Wednesday, May 24, 2006

Originally published Thursday, November 10, 1983
Social Security and Retirement
I guess you call this retirement. I have been home now the month of October. My biggest problem is shall I work in or out? After working away from home for 40 years, it is a change. I, myself, have been amazed at how much I have enjoyed it.

I cleaned every drawer in the house looking for my birth certificate. I had placed it in a real safe place. I found it in the little tin box where we keep things like that. My pot plants are saturated with water. I have sunned the blankets, they are as straight as you can fold old blankets. I have straightened the linens (as my late friend Eva would say) I have made the Salvation Army a box or two, finally fave up on losing enough weight to get back in those things.

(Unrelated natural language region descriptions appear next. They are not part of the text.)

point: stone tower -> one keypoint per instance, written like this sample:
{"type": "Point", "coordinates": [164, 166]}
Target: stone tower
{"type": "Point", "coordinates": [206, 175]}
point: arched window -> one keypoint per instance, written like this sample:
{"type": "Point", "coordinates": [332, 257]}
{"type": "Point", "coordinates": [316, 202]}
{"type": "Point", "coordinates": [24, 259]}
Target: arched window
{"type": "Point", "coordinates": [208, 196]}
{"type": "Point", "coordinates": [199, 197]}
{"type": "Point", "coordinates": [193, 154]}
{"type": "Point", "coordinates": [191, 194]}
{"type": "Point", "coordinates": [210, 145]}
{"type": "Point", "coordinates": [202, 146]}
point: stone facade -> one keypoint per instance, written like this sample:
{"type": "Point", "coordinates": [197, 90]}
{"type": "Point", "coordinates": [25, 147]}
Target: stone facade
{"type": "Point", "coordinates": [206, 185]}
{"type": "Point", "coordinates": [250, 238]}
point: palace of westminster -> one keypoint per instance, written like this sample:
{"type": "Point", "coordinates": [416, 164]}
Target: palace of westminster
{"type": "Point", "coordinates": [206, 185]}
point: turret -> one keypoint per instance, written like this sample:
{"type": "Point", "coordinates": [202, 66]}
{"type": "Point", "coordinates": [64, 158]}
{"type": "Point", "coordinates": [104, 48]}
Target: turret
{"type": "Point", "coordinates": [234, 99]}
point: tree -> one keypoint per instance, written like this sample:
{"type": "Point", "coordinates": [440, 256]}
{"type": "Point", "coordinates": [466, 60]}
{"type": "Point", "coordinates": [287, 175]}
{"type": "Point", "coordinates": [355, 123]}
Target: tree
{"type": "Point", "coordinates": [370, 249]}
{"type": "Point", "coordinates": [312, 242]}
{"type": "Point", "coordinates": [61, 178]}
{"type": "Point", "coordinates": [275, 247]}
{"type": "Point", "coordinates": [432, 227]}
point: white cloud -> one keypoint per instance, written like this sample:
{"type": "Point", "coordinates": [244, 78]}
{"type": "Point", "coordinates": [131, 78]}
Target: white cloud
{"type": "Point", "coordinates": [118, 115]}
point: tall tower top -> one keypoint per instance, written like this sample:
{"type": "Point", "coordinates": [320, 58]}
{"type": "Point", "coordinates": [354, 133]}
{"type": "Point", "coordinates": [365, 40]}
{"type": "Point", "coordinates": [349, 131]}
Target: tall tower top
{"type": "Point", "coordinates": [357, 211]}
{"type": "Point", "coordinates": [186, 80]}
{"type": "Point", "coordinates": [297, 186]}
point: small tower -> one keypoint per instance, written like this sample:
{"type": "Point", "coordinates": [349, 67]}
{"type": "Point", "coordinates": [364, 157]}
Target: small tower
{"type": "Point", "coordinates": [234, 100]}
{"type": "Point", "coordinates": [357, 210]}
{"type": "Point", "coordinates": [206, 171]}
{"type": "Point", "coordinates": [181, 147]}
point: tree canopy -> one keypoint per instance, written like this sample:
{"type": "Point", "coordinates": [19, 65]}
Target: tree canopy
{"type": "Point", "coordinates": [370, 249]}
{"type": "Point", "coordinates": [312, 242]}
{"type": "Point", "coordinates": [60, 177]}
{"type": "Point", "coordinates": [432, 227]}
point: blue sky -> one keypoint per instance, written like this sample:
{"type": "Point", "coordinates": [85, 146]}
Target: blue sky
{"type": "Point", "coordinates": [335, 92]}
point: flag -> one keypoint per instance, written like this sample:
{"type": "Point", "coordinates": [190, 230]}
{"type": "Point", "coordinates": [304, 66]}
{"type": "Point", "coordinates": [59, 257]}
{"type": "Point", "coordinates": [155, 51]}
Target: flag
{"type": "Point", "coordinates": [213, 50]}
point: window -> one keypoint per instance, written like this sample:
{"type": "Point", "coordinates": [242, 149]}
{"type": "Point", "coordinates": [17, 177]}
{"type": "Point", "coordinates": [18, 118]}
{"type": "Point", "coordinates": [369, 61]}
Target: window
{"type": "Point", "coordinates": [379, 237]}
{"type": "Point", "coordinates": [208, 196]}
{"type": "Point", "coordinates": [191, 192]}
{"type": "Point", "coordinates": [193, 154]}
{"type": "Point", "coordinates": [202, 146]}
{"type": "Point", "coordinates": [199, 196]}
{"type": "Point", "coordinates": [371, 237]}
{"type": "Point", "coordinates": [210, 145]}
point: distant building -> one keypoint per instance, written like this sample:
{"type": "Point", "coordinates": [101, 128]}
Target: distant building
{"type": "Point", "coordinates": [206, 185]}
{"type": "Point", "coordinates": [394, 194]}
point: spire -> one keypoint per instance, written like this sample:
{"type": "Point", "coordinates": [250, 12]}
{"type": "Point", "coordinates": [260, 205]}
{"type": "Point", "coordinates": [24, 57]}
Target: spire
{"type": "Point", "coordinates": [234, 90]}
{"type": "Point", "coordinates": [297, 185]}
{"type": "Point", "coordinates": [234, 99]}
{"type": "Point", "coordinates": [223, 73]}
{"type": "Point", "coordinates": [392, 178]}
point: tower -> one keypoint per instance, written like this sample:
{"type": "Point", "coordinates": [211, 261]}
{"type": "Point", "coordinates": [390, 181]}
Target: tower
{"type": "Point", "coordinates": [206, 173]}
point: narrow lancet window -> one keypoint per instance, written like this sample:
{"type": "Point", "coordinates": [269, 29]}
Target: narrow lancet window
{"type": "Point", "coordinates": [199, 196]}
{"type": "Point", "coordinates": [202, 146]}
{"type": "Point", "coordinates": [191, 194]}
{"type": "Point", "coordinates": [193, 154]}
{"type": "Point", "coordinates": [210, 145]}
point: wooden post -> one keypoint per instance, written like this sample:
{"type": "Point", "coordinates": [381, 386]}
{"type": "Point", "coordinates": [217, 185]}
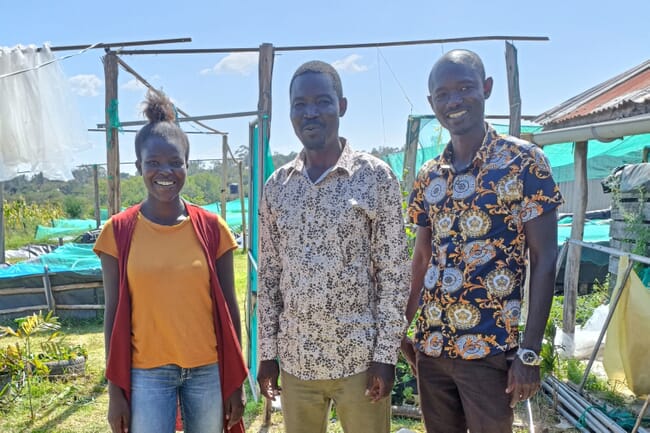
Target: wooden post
{"type": "Point", "coordinates": [513, 90]}
{"type": "Point", "coordinates": [112, 138]}
{"type": "Point", "coordinates": [572, 268]}
{"type": "Point", "coordinates": [263, 131]}
{"type": "Point", "coordinates": [243, 206]}
{"type": "Point", "coordinates": [410, 153]}
{"type": "Point", "coordinates": [224, 175]}
{"type": "Point", "coordinates": [47, 287]}
{"type": "Point", "coordinates": [98, 216]}
{"type": "Point", "coordinates": [2, 223]}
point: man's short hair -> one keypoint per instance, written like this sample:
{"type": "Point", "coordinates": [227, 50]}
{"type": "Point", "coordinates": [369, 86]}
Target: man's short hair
{"type": "Point", "coordinates": [465, 57]}
{"type": "Point", "coordinates": [319, 67]}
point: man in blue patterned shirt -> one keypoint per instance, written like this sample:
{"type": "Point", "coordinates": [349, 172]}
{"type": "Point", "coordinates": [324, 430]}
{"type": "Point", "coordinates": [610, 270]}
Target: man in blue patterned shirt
{"type": "Point", "coordinates": [481, 206]}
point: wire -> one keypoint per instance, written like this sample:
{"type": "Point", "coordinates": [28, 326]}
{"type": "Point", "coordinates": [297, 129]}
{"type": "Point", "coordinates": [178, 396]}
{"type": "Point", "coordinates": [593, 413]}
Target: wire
{"type": "Point", "coordinates": [396, 80]}
{"type": "Point", "coordinates": [381, 98]}
{"type": "Point", "coordinates": [531, 424]}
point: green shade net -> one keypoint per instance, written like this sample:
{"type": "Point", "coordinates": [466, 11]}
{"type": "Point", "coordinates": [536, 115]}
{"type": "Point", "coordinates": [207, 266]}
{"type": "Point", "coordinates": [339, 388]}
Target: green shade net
{"type": "Point", "coordinates": [64, 228]}
{"type": "Point", "coordinates": [233, 212]}
{"type": "Point", "coordinates": [602, 158]}
{"type": "Point", "coordinates": [72, 257]}
{"type": "Point", "coordinates": [265, 169]}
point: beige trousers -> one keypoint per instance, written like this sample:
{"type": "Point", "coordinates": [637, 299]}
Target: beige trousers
{"type": "Point", "coordinates": [306, 405]}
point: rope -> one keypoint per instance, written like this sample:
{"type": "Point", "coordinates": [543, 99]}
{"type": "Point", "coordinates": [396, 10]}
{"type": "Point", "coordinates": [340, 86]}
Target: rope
{"type": "Point", "coordinates": [56, 59]}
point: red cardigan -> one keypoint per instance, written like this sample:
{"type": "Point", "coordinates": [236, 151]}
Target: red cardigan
{"type": "Point", "coordinates": [232, 367]}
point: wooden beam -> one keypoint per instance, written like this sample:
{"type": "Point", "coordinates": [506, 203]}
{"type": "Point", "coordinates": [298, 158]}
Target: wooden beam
{"type": "Point", "coordinates": [112, 137]}
{"type": "Point", "coordinates": [22, 309]}
{"type": "Point", "coordinates": [22, 291]}
{"type": "Point", "coordinates": [265, 64]}
{"type": "Point", "coordinates": [80, 307]}
{"type": "Point", "coordinates": [513, 90]}
{"type": "Point", "coordinates": [572, 268]}
{"type": "Point", "coordinates": [77, 286]}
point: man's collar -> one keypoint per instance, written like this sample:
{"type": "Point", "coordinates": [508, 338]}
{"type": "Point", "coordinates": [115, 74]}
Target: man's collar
{"type": "Point", "coordinates": [345, 161]}
{"type": "Point", "coordinates": [482, 153]}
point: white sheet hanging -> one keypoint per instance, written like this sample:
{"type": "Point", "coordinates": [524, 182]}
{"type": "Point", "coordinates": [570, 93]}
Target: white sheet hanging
{"type": "Point", "coordinates": [40, 125]}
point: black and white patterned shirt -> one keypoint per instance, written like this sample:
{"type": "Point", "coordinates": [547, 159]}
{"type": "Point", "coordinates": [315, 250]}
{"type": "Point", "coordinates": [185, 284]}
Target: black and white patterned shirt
{"type": "Point", "coordinates": [333, 268]}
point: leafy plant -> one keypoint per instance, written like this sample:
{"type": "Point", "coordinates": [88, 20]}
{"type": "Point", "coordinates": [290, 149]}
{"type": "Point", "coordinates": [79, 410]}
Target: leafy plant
{"type": "Point", "coordinates": [22, 362]}
{"type": "Point", "coordinates": [25, 359]}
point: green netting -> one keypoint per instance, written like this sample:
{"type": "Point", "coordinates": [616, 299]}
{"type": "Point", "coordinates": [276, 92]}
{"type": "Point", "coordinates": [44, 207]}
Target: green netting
{"type": "Point", "coordinates": [72, 257]}
{"type": "Point", "coordinates": [602, 158]}
{"type": "Point", "coordinates": [233, 212]}
{"type": "Point", "coordinates": [267, 166]}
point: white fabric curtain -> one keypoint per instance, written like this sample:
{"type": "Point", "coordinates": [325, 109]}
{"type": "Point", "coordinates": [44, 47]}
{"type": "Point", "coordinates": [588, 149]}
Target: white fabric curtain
{"type": "Point", "coordinates": [40, 124]}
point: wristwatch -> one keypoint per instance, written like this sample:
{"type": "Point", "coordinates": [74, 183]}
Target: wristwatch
{"type": "Point", "coordinates": [529, 357]}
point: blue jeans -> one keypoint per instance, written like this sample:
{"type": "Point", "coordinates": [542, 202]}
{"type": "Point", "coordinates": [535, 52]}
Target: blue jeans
{"type": "Point", "coordinates": [154, 393]}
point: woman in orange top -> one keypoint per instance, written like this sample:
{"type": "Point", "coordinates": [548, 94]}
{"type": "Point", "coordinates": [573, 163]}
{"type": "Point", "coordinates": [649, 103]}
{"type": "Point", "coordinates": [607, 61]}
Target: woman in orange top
{"type": "Point", "coordinates": [172, 325]}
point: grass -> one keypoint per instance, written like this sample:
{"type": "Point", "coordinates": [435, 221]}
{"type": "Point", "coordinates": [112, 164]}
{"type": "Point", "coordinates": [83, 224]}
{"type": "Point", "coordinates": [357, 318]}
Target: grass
{"type": "Point", "coordinates": [80, 405]}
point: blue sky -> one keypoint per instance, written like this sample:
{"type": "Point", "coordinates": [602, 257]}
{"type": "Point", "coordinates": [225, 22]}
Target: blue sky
{"type": "Point", "coordinates": [590, 41]}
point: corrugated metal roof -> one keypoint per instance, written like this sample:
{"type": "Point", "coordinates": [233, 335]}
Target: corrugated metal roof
{"type": "Point", "coordinates": [624, 95]}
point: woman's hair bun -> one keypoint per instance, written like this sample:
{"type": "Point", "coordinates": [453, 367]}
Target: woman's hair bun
{"type": "Point", "coordinates": [158, 108]}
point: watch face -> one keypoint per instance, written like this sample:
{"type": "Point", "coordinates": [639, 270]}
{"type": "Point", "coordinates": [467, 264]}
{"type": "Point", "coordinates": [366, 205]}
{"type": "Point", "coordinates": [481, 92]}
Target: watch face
{"type": "Point", "coordinates": [529, 357]}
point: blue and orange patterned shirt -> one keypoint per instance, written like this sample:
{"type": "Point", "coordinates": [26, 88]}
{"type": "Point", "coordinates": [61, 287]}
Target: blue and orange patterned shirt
{"type": "Point", "coordinates": [471, 299]}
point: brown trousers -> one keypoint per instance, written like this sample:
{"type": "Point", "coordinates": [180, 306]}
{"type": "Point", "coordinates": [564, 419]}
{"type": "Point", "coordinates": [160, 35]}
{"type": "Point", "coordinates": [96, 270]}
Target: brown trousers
{"type": "Point", "coordinates": [457, 394]}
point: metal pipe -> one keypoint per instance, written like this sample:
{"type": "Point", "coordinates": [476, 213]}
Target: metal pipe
{"type": "Point", "coordinates": [612, 307]}
{"type": "Point", "coordinates": [611, 251]}
{"type": "Point", "coordinates": [342, 46]}
{"type": "Point", "coordinates": [584, 402]}
{"type": "Point", "coordinates": [190, 119]}
{"type": "Point", "coordinates": [579, 409]}
{"type": "Point", "coordinates": [637, 424]}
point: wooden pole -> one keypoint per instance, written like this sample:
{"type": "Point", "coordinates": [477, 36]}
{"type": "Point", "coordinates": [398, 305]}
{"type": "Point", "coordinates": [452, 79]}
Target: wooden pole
{"type": "Point", "coordinates": [572, 269]}
{"type": "Point", "coordinates": [112, 138]}
{"type": "Point", "coordinates": [98, 216]}
{"type": "Point", "coordinates": [513, 90]}
{"type": "Point", "coordinates": [224, 175]}
{"type": "Point", "coordinates": [243, 206]}
{"type": "Point", "coordinates": [264, 123]}
{"type": "Point", "coordinates": [410, 153]}
{"type": "Point", "coordinates": [2, 222]}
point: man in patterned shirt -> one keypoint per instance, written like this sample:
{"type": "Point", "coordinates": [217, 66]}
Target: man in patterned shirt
{"type": "Point", "coordinates": [333, 267]}
{"type": "Point", "coordinates": [480, 206]}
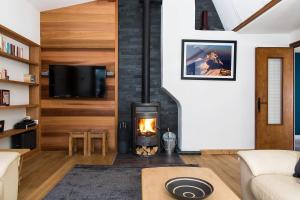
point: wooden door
(274, 98)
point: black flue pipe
(146, 54)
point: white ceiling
(43, 5)
(282, 18)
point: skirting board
(188, 152)
(222, 151)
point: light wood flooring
(41, 172)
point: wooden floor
(43, 171)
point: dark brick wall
(130, 59)
(214, 21)
(130, 63)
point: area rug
(99, 182)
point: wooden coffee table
(154, 179)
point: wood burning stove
(146, 115)
(146, 128)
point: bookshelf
(15, 58)
(33, 64)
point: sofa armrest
(270, 161)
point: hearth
(146, 131)
(146, 115)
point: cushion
(297, 170)
(6, 158)
(270, 161)
(275, 187)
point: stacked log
(146, 151)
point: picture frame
(4, 97)
(2, 126)
(209, 60)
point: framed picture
(5, 97)
(1, 126)
(208, 60)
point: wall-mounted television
(77, 81)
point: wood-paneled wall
(84, 34)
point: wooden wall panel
(89, 25)
(85, 35)
(55, 129)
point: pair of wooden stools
(88, 144)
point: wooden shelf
(12, 107)
(18, 82)
(17, 36)
(16, 58)
(12, 132)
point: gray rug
(101, 183)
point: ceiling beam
(261, 11)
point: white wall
(295, 36)
(233, 12)
(21, 17)
(213, 114)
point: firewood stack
(146, 151)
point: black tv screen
(76, 81)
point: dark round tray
(186, 188)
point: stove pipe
(146, 54)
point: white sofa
(9, 175)
(268, 175)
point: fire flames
(147, 127)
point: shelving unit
(12, 132)
(33, 62)
(18, 82)
(15, 58)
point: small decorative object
(1, 126)
(297, 170)
(169, 141)
(5, 97)
(1, 43)
(204, 20)
(186, 188)
(208, 60)
(28, 78)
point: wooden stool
(77, 135)
(102, 135)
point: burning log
(146, 151)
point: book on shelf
(29, 78)
(10, 48)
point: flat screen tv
(76, 81)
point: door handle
(259, 102)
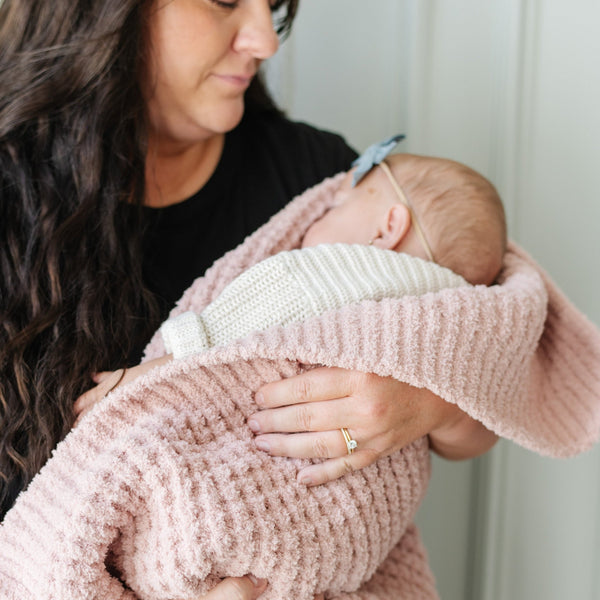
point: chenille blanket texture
(160, 492)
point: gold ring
(351, 444)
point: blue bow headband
(372, 156)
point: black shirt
(266, 161)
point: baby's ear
(395, 227)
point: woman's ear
(394, 228)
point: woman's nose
(256, 35)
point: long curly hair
(73, 136)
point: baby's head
(458, 212)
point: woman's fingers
(237, 588)
(322, 383)
(325, 444)
(310, 416)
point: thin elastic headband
(402, 197)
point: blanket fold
(161, 487)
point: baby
(435, 209)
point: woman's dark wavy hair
(72, 149)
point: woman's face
(202, 56)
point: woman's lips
(241, 81)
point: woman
(136, 146)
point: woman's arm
(380, 413)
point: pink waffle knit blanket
(161, 487)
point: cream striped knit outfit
(162, 481)
(294, 286)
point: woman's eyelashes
(224, 4)
(273, 4)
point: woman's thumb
(237, 588)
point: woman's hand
(237, 588)
(240, 588)
(107, 381)
(380, 413)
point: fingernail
(262, 445)
(256, 582)
(254, 426)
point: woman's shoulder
(308, 153)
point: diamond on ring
(351, 444)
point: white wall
(510, 87)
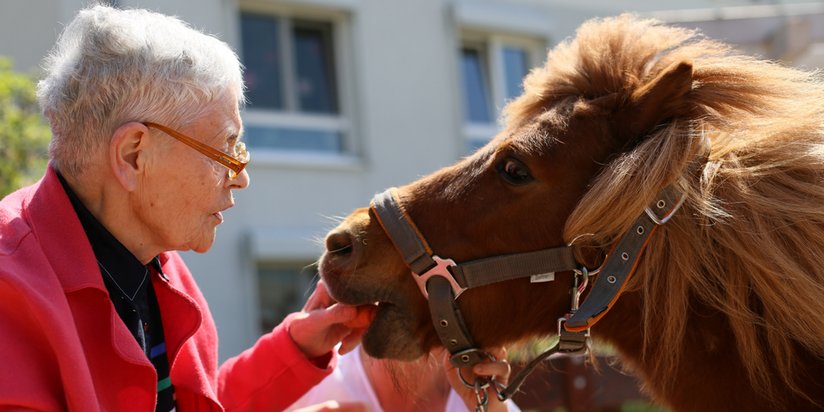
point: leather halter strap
(622, 261)
(441, 280)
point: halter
(442, 280)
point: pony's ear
(653, 103)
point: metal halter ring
(484, 382)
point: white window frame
(341, 123)
(494, 44)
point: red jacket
(64, 347)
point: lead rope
(571, 343)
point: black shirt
(132, 294)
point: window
(492, 68)
(292, 84)
(282, 289)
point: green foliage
(24, 134)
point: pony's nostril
(339, 243)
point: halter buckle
(441, 268)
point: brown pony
(726, 308)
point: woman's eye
(514, 171)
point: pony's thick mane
(749, 241)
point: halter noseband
(442, 281)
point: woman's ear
(127, 153)
(653, 103)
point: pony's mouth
(394, 331)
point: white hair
(112, 66)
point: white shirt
(349, 383)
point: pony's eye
(514, 171)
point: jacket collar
(61, 235)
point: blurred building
(348, 97)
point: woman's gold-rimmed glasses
(235, 163)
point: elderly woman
(97, 311)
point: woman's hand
(498, 369)
(321, 324)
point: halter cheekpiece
(442, 280)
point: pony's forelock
(750, 159)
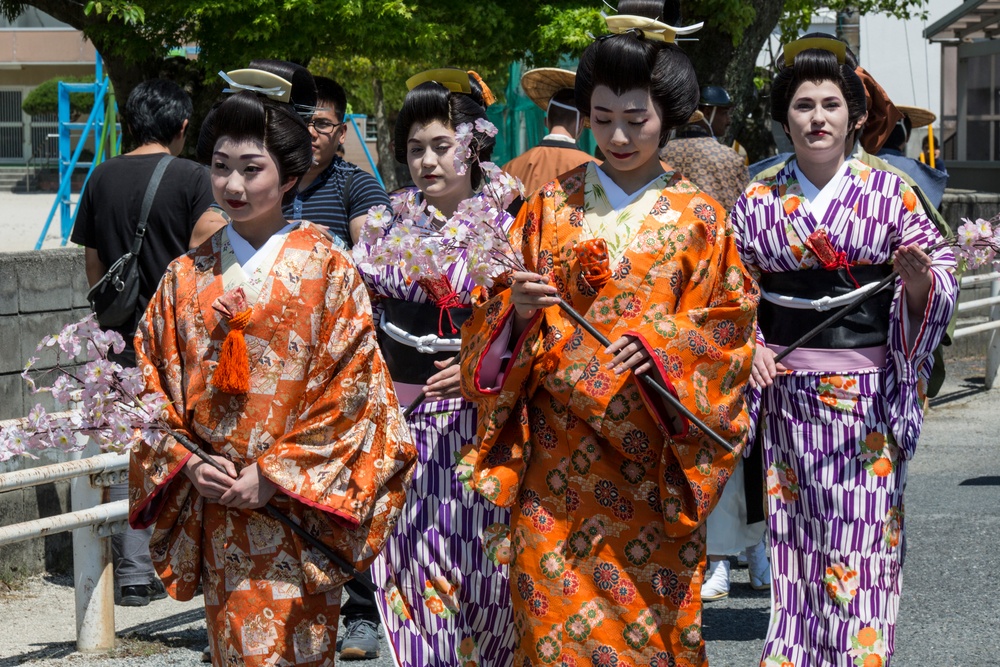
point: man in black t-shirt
(157, 115)
(334, 192)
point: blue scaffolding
(102, 122)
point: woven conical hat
(542, 83)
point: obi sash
(866, 326)
(409, 340)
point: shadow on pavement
(968, 388)
(734, 625)
(988, 480)
(51, 651)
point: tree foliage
(372, 46)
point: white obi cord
(429, 344)
(822, 304)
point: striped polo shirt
(323, 201)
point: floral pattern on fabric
(608, 505)
(320, 420)
(868, 648)
(879, 454)
(841, 583)
(782, 482)
(849, 435)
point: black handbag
(115, 296)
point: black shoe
(134, 596)
(157, 591)
(360, 641)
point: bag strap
(345, 194)
(147, 202)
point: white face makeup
(245, 180)
(818, 121)
(430, 155)
(626, 127)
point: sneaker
(156, 589)
(759, 567)
(360, 640)
(133, 596)
(716, 586)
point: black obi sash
(407, 364)
(866, 326)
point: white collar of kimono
(819, 198)
(248, 256)
(618, 198)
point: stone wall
(40, 292)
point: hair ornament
(258, 81)
(452, 78)
(650, 28)
(488, 96)
(831, 44)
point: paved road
(950, 608)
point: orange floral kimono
(609, 494)
(322, 422)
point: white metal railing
(992, 323)
(92, 523)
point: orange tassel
(232, 374)
(488, 96)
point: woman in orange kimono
(263, 343)
(609, 489)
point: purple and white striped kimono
(838, 430)
(444, 594)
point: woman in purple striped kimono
(444, 598)
(838, 418)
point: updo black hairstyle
(817, 66)
(250, 116)
(431, 101)
(631, 61)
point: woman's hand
(209, 482)
(249, 491)
(446, 384)
(914, 266)
(629, 354)
(764, 370)
(530, 292)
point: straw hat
(918, 117)
(542, 83)
(696, 117)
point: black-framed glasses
(323, 126)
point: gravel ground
(948, 614)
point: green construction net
(521, 124)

I have made two batches of the give-away stew. I give stew instead of flowers sometimes. I have made six cakes and two "tater" pies. I have made two batches of the good pepper jelly and one of relish. We have been to Auburn twice, going again for Homecoming. I have cooked at least 80 meals. Raked the leaves twice, wrote stacks of letters and spent hours on the Philpot story. I caught the ironing up to date. Now it has come undone. The yard is full of leaves. The basement must be cleaned. I have not dusted yet. I don't like to dust.

I have been Christmas shopping already and simply can't wait to decorate if my back holds out. Its the same back that picked the cotton and shocked the oats, that wagged the babies and drew the water and ironed the clothes. What is the warranty on a good back?

I think our neighbors will agree we did not have to leave home this year to see the beauty in the change of the season. Fourth Street has been a burst of color. I can't get enough of it. I peep out between every job.

I have experienced the warmth of the unemployment office and the Social Security office. The American people have been conned many times, but Social Security is the biggest joke yet. They either need to quit taking it from the young or else lead them to believe this is not going to be anything so don't count on it. Just pay it. Some of the letters I wrote were to the Congress who so generously voted themselves a good retirement and gave the notch babies less because they weren't born soon enough. Come now, we are not all dummies.

I have had a rewarding career. Started out selling leather shoes for Joe Sapp. Sold Furniture, made Popsicles, managed a soda fountain with all of the romance and glamor of the early drug store. Managed a dress shop for 20 years. Worked for the board of Registrars and if I can learn to use this typewriter I may have a career yet. The instructions could be in Spanish and German as far as I am concerned. I don't understand English. "Because I must write tomorrow the thoughts I have today - For in a fleeting moment they too may get away."